Peter Lyon Papers, 1884-1998

Biography/History

Peter Lyon, the grandson of muckraking journalist S. S. McClure, was born in Madison, Wisconsin on September 30, 1915 and grew up in Princeton, New Jersey. After attending St. James School near Hagerstown, Maryland, Lyon spent a year at L'Ecole du Montcel, France. Before graduating from Williams College in 1936, he served as its college paper editor and yearbook editor.

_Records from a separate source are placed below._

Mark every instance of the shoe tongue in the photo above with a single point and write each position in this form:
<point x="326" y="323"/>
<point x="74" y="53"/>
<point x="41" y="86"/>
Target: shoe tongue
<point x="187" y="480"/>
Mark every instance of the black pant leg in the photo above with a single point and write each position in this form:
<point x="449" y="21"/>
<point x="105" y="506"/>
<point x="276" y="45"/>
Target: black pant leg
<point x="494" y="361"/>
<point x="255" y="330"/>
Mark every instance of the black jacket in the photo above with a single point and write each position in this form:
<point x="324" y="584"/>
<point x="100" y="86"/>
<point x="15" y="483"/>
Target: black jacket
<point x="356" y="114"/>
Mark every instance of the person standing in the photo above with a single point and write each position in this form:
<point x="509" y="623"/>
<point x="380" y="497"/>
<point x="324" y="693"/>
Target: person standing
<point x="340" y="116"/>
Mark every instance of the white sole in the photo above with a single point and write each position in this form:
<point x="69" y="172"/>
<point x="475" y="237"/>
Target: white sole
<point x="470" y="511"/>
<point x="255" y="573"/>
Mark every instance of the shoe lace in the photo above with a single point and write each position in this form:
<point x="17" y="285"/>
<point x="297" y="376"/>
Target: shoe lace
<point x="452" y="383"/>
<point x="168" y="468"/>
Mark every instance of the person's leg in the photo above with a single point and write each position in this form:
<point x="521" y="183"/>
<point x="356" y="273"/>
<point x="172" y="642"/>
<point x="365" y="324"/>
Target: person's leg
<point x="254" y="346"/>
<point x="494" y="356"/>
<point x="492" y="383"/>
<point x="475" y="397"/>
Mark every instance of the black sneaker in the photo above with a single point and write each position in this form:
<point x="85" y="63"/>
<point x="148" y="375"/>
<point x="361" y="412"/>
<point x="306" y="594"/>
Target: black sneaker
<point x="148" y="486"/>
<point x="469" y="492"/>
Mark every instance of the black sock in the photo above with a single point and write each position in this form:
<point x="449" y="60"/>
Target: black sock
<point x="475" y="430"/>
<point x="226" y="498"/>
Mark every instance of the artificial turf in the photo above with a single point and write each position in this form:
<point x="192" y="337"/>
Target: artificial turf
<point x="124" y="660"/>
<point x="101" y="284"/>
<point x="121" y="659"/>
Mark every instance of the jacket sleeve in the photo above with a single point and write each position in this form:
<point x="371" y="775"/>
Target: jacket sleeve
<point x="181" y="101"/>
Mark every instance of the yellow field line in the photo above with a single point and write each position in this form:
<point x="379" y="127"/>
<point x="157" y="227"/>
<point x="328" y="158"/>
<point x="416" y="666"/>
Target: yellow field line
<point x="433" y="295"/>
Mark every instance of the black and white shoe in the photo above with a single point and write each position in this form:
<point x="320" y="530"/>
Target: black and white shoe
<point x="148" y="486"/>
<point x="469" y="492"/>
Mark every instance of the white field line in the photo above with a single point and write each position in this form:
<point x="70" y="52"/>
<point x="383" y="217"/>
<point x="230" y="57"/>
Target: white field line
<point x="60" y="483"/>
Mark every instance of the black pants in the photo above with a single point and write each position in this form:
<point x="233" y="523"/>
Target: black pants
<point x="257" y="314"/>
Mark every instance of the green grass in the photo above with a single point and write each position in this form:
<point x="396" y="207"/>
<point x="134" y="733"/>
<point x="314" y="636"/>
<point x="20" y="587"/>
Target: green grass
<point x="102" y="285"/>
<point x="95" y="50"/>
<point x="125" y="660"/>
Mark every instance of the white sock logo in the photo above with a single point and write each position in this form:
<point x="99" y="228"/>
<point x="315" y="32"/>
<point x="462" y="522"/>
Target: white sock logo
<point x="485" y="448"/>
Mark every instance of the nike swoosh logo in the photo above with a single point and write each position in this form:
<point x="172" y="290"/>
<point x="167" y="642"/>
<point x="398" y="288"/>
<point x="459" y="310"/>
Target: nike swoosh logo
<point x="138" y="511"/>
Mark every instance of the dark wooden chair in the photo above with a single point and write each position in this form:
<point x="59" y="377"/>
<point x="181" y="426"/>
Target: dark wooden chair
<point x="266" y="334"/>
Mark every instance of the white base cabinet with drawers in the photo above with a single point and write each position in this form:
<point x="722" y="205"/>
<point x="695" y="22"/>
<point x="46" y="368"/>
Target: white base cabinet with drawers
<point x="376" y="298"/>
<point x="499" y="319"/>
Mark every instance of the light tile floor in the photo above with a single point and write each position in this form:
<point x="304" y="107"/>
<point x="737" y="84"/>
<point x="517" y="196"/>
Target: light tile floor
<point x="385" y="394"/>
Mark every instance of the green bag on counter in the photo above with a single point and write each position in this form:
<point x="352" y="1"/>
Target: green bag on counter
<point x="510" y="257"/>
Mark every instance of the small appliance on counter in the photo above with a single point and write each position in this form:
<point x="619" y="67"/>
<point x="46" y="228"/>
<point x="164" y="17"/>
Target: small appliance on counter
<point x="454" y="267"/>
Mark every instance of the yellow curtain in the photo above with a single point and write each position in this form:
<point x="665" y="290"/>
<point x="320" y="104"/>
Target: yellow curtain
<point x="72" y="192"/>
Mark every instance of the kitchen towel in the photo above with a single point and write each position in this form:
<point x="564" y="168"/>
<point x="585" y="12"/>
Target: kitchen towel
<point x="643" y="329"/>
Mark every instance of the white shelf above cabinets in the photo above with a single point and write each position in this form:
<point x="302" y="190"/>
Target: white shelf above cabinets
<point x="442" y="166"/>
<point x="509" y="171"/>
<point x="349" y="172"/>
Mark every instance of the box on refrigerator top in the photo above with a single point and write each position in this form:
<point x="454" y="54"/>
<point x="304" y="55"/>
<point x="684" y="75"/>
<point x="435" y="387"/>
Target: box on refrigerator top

Peter Lyon began his writing career in radio. From 1936 to 1939 he worked for Time, Inc. on Architectural Forum and briefly served as Time's senior writer. After leaving Time in 1939, Lyon steadily increased his activities as a free lance writer for such radio series as The Court of Missing Heirs, 1939-1942, Cavalcade of America, 1939-1942, and The Eternal Light, 1948-1951. Scripts he wrote for specials include Bretton Woods, 1945, and The Hollywood Picture, 1948. During World War II Lyon wrote for radio programs of the Office of War Information and the Commission of Inter-American Affairs. In the 1940s he also wrote miscellaneous scripts for the Red Cross, the Cancer Society, U. S. Public Health Service, and the United States Treasury. In 1948 Lyon served his industry as president of the Radio Writer's Guild and negotiated large wage increases for writers of the Columbia Broadcasting System. After the war he began to diversify and contributed scripts to television.

In the mid-1950s Lyon turned his talents to writing books and articles. In 1955 he co-authored Alcoholism, Its Scope, Cause and Treatment, and in 1957 he ghosted several books including Edo McCullough's Good Old Coney Island. His articles were accepted by such magazines as Holiday, Horizon, American Heritage, Redbook, and Saturday Evening Post. His Success Story: The Life and Times of S. S. McClure won the Frank Luther Mott Research Award of Kappa Tau in 1963. In 1968 his study of railroad history, To Hell in a Day Coach: An Exasperated Look at American Railroads, was published, and his 1971 book The Wild, Wild West concerns the myths of the American West.